Somadas as ações das autoridades nos últimos 12 meses, Wilians é tratado como suspeito em três casos: suspeita de lavagem dinheiro de bets, transações financeiras com um operador do escândalo do INSS e uma fraude fiscal contra ao governo de São Paulo.

Segundo a Polícia Federal, Wilians atua como operador financeiro da Pixbet, empresa de apostas sediada na Paraíba. Foram cumpridos também mandados na sede da Pixbet e nas casas de seus sócios. Outro alvo da operação é a Pixstar, apontada pela PF como empresa de fachada sediada em Curaçao, no Caribe, e usada para transacionar o dinheiro de apostas ilegais.
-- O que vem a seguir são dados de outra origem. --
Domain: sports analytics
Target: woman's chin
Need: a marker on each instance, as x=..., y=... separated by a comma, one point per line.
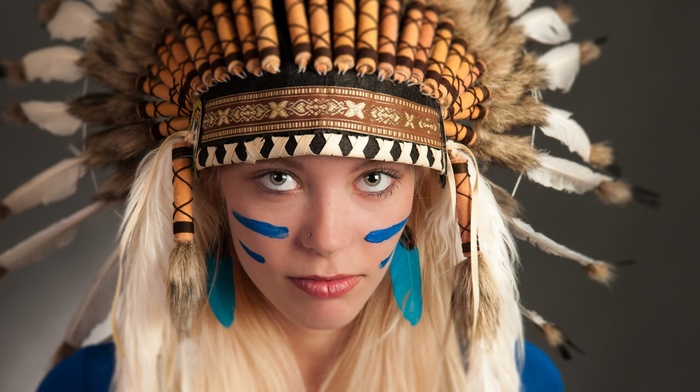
x=322, y=317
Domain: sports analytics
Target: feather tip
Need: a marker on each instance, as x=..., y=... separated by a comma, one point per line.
x=614, y=192
x=601, y=272
x=47, y=10
x=602, y=155
x=186, y=285
x=590, y=51
x=15, y=114
x=566, y=13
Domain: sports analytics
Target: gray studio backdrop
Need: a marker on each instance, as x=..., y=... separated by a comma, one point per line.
x=640, y=335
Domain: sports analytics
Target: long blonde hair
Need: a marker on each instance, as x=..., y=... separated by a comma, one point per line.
x=383, y=352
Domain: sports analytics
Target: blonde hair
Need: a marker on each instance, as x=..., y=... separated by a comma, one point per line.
x=383, y=352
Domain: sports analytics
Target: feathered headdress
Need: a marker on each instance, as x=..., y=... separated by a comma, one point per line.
x=439, y=85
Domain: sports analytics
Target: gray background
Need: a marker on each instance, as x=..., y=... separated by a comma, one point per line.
x=641, y=95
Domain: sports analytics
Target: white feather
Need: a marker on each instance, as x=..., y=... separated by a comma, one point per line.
x=73, y=20
x=96, y=302
x=560, y=126
x=54, y=63
x=47, y=240
x=51, y=116
x=53, y=184
x=562, y=174
x=517, y=7
x=104, y=5
x=561, y=66
x=525, y=232
x=544, y=25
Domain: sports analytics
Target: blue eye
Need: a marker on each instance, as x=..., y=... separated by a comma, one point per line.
x=278, y=181
x=375, y=182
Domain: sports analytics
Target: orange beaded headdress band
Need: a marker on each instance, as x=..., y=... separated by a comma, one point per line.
x=391, y=80
x=282, y=109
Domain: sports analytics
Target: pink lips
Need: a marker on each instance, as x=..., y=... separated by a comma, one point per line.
x=326, y=287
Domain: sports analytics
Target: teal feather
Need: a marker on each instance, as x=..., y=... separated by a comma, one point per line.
x=406, y=279
x=220, y=288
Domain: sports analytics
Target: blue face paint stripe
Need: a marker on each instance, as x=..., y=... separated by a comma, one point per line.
x=385, y=261
x=252, y=254
x=382, y=235
x=264, y=228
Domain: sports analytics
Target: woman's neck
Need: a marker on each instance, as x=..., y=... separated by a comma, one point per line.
x=315, y=351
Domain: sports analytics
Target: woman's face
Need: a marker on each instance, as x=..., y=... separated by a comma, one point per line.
x=300, y=228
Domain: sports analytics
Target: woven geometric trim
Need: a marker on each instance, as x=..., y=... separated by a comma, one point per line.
x=303, y=109
x=319, y=143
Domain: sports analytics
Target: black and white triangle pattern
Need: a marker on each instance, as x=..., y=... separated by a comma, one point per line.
x=320, y=143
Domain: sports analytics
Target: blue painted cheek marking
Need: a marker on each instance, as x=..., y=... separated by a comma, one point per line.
x=252, y=254
x=383, y=263
x=264, y=228
x=382, y=235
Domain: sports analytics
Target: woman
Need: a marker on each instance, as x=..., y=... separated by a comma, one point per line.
x=316, y=211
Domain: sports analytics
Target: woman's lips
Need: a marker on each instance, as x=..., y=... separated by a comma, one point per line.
x=326, y=287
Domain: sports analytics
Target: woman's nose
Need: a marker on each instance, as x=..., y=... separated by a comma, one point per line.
x=328, y=226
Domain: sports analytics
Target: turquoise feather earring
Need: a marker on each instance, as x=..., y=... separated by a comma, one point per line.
x=406, y=278
x=220, y=288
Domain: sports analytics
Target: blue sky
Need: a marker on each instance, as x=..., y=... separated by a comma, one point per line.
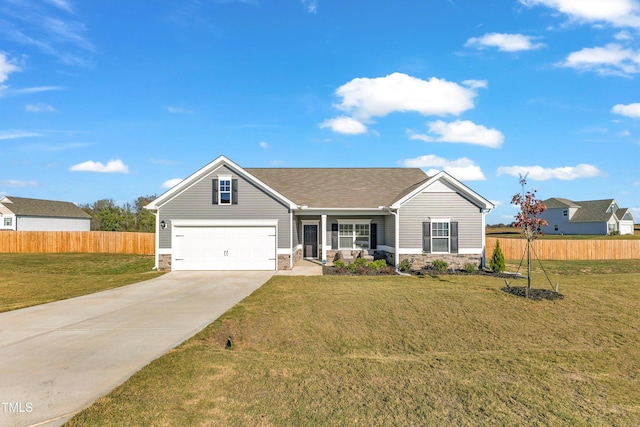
x=120, y=99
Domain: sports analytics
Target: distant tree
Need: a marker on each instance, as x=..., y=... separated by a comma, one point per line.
x=496, y=263
x=106, y=215
x=145, y=219
x=528, y=220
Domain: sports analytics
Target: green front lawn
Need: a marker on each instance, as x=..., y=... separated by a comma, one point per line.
x=31, y=279
x=390, y=351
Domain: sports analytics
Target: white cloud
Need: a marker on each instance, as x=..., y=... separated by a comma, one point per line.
x=171, y=183
x=310, y=5
x=539, y=173
x=619, y=13
x=364, y=98
x=112, y=166
x=39, y=108
x=7, y=66
x=609, y=59
x=623, y=35
x=345, y=125
x=463, y=169
x=504, y=42
x=18, y=183
x=629, y=110
x=179, y=110
x=462, y=131
x=17, y=133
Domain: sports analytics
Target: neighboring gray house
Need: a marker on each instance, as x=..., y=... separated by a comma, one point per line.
x=225, y=217
x=22, y=214
x=588, y=217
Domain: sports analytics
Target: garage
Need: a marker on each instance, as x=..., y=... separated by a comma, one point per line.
x=224, y=245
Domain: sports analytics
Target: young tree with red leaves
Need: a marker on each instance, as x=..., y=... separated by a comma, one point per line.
x=528, y=220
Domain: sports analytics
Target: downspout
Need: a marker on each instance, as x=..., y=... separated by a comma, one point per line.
x=157, y=262
x=396, y=237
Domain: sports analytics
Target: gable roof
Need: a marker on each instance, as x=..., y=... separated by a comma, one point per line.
x=558, y=202
x=330, y=188
x=346, y=188
x=588, y=210
x=21, y=206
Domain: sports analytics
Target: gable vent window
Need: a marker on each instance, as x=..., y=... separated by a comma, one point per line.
x=225, y=191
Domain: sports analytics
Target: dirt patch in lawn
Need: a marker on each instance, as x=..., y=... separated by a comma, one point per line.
x=535, y=294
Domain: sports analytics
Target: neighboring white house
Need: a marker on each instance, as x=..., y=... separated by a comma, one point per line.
x=602, y=217
x=22, y=214
x=226, y=217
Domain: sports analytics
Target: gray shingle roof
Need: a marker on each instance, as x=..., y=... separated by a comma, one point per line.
x=47, y=208
x=557, y=202
x=341, y=187
x=589, y=210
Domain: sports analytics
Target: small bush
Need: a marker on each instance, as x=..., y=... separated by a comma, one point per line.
x=404, y=266
x=496, y=263
x=378, y=265
x=440, y=266
x=360, y=262
x=470, y=267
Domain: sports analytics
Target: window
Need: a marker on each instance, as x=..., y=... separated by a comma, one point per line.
x=354, y=236
x=440, y=236
x=225, y=192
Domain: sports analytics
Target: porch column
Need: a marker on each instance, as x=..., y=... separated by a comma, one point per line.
x=323, y=238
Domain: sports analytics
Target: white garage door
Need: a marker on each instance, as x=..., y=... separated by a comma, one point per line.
x=224, y=247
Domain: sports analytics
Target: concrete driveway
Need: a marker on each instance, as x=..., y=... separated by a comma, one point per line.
x=57, y=358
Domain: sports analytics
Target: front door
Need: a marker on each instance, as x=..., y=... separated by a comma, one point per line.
x=310, y=241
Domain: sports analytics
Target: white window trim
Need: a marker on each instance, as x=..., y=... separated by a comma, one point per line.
x=355, y=222
x=225, y=178
x=436, y=221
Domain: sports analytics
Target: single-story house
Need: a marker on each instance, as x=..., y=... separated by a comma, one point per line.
x=600, y=217
x=22, y=214
x=226, y=217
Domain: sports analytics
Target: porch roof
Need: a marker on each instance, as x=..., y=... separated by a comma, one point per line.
x=346, y=188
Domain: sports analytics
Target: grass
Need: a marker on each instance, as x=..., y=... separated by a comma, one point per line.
x=31, y=279
x=511, y=232
x=389, y=351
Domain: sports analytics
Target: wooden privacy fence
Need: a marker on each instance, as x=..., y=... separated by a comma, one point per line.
x=111, y=242
x=568, y=249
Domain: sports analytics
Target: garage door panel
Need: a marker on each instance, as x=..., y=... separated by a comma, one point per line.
x=225, y=248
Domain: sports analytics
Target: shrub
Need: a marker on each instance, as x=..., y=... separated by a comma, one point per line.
x=470, y=267
x=440, y=266
x=496, y=263
x=404, y=266
x=378, y=265
x=360, y=262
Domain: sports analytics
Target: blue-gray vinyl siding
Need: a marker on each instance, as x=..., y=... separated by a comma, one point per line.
x=196, y=202
x=452, y=206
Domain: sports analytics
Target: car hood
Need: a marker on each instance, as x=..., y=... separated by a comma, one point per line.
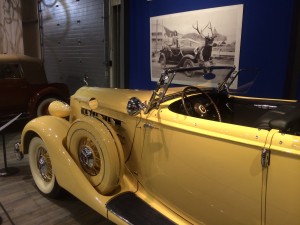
x=109, y=98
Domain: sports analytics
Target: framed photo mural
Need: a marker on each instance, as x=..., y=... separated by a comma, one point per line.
x=201, y=37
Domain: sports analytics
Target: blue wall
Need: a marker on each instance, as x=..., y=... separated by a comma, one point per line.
x=266, y=34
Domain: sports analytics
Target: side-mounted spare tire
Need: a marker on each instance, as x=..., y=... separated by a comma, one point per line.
x=41, y=168
x=96, y=149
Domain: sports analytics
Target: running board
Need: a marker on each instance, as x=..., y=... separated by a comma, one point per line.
x=134, y=210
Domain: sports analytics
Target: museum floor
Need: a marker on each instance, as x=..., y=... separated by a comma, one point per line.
x=22, y=204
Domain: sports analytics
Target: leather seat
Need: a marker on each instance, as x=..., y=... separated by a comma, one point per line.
x=283, y=118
De acordo com a investigação, o esquema de lavagem funcionava assim: o dinheiro obtido com apostas era enviado por meio de empresas de compensação financeira para uma empresa de fachada sediada em Curaçao. Em seguida, os sócios das bets emitiam notas fiscais em favor dessa empresa de fachada. Assim, o dinheiro voltava como se fosse pagamento por serviços prestados.
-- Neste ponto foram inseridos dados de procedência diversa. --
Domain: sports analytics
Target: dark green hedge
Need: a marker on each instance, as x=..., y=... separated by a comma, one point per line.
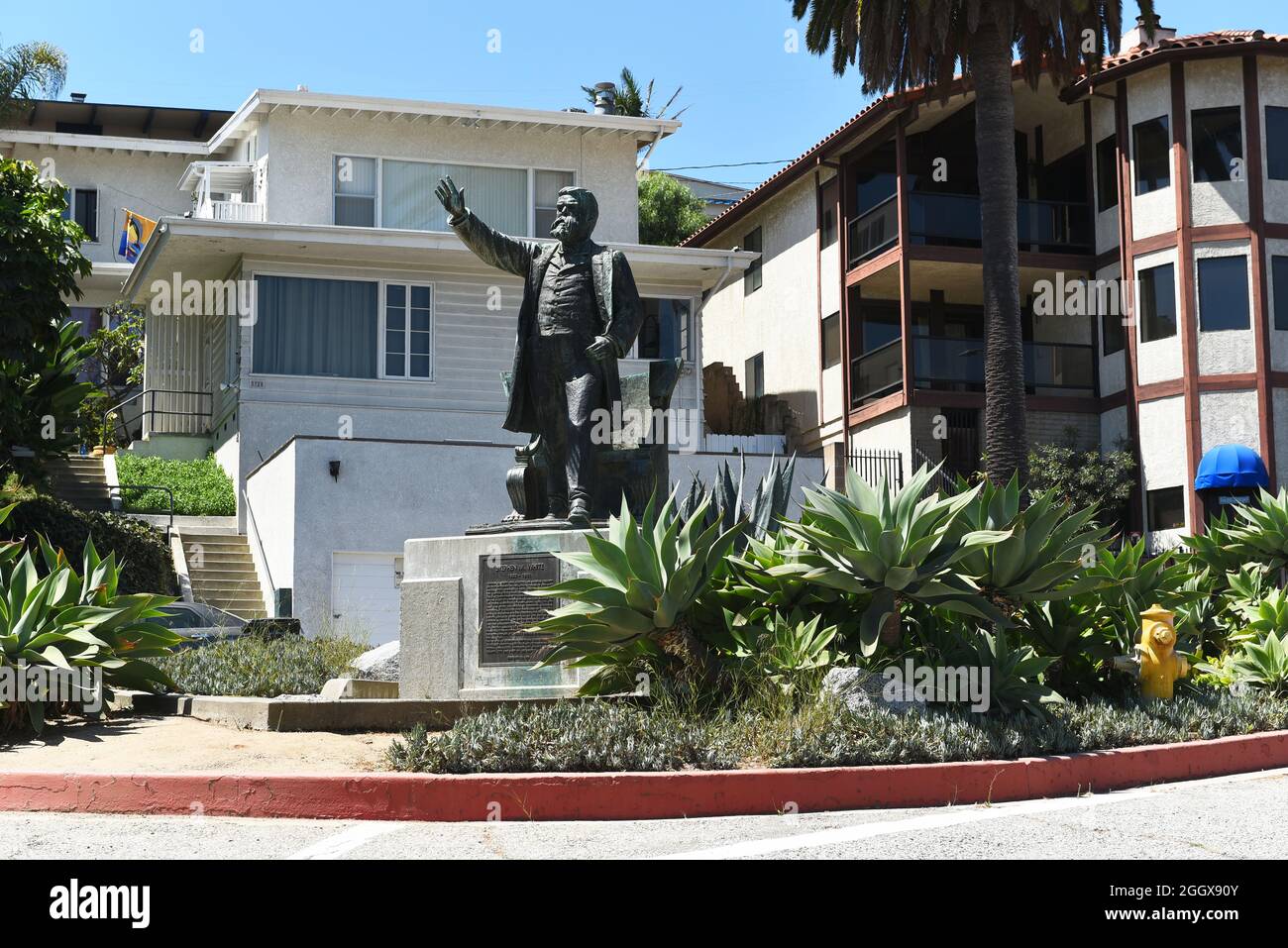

Ao todo, a Justiça Federal da Paraíba expediu 17 mandados de busca e apreensão, além de determinar a quebra de sigilo telemático e bancário e o sequestro de bens equivalentes a até 1,1 bilhão de reais. A operação ocorreu na Paraíba, em São Paulo, em Sergipe, no Rio de Janeiro e no Paraná.

De acordo com a PF, os investigados podem responder pelos crimes de evasão de divisas, lavagem de dinheiro e outros delitos contra o sistema financeiro nacional.
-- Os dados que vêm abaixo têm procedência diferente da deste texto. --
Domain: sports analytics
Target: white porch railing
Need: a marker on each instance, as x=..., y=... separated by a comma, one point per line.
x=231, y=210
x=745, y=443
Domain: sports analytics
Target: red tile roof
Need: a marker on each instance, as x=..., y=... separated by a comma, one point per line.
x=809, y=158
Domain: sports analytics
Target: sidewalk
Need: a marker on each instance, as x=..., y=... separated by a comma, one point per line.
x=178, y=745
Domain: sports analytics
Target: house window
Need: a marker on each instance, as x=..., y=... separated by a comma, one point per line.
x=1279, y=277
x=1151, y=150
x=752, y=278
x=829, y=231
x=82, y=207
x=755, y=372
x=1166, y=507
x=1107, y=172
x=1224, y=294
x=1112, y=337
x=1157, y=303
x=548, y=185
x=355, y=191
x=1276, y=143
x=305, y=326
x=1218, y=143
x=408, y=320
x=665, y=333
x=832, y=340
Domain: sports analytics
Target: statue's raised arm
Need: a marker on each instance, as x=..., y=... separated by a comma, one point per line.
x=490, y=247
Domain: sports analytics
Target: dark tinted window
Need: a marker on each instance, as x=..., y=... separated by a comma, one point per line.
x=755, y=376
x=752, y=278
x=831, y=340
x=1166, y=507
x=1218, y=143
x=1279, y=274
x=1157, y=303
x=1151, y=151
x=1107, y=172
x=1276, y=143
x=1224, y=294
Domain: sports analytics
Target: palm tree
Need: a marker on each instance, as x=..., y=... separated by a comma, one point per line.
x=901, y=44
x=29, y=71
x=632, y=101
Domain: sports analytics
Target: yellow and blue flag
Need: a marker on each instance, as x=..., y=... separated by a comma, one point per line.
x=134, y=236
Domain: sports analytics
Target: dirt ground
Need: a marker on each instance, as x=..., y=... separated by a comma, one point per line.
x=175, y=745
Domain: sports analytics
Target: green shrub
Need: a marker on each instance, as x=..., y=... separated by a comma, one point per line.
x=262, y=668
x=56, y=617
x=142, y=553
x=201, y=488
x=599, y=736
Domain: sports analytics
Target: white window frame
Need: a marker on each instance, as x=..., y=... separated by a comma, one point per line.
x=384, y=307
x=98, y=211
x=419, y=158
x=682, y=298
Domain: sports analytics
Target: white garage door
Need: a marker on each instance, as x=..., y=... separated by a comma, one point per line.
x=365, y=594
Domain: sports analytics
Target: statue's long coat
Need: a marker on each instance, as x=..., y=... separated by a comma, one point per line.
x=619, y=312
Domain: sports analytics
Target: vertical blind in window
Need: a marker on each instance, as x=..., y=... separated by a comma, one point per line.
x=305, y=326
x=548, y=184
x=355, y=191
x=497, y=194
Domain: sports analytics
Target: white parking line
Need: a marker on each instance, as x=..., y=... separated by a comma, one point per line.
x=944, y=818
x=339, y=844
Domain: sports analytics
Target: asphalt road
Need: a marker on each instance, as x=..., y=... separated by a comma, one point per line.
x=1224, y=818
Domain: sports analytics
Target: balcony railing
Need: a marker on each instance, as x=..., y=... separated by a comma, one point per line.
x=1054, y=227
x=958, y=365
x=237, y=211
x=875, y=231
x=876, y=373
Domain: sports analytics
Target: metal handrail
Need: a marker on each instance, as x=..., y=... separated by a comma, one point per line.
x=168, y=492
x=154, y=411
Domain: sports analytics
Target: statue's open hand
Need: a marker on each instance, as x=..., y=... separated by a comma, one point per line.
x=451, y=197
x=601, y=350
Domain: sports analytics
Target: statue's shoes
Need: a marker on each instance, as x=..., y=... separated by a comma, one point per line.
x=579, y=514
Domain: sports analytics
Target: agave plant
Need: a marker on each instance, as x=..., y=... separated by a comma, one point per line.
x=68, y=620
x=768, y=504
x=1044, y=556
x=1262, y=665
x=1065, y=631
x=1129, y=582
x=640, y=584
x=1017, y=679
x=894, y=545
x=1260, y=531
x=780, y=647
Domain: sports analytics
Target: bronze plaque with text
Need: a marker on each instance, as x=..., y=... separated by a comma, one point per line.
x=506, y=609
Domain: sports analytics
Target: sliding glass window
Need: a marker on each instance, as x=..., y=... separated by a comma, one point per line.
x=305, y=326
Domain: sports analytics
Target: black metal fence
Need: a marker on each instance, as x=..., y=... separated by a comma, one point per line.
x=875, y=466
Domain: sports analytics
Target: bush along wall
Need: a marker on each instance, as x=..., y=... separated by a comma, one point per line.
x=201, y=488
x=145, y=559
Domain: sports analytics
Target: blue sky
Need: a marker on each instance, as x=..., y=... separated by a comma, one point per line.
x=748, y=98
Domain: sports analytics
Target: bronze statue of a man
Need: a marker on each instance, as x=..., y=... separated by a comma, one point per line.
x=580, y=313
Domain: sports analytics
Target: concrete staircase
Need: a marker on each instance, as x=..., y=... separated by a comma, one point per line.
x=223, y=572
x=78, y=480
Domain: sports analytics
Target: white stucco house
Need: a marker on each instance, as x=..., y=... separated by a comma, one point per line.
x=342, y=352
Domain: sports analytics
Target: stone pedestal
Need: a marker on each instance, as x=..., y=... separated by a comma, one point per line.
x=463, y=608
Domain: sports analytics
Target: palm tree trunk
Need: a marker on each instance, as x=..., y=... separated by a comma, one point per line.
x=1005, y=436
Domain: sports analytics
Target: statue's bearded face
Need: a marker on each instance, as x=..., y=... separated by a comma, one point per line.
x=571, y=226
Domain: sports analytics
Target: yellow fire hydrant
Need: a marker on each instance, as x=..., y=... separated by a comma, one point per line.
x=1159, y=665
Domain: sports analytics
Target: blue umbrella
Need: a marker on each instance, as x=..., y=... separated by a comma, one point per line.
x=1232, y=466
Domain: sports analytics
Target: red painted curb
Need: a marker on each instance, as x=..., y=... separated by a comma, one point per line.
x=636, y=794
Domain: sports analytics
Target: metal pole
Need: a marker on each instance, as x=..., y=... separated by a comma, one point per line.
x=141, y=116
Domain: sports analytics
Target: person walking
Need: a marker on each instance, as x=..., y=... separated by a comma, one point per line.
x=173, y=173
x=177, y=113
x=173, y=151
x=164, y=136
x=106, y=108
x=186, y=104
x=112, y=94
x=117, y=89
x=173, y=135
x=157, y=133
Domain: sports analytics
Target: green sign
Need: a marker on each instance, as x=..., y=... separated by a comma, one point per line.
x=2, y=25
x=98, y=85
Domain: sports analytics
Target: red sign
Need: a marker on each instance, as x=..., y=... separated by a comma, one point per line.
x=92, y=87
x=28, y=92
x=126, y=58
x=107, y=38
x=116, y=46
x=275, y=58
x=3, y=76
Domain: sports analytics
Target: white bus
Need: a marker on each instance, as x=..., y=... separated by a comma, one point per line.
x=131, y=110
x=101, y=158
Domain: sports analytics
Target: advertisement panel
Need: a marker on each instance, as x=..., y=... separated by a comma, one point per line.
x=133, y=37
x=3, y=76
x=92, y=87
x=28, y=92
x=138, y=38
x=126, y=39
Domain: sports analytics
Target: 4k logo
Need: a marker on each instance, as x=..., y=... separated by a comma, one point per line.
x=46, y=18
Em 2025, a revista Piauí mostrou que Wilians era sócio do dono da Pixbet, Ernildo Junior, na fintech XBank Digital Soluções em Pagamentos S.A., criada para receber o dinheiro das apostas e pagar os prêmios da Pixbet.

Em 15 de julho, Wilians foi alvo de buscas em uma operação do Comitê Interinstitucional de Recuperação de Ativos de São Paulo contra um esquema de venda de créditos fictícios de ICMS que deu prejuízo de mais de 3,8 bilhões de reais ao governo de São Paulo.

Wilians também é investigado no escândalo do INSS por operações financeiras entre seu escritório e empresas de Maurício Camisotti, preso e apontado como um dos principais operadores do esquema de descontos ilegais em benefícios pagos a pessoas pobres. Relatórios do Conselho de Controle de Atividades Financeiras, o Coaf, identificaram 15,5 milhões de reais transferidos por Wilians a Camisotti. Em setembro do ano passado, ele foi alvo de uma das fases da Operação Sem Desconto, que investiga os desvios no INSS.

Procurado, o advogado Santiago Schunck, que representa Wilians, não retornou o contato.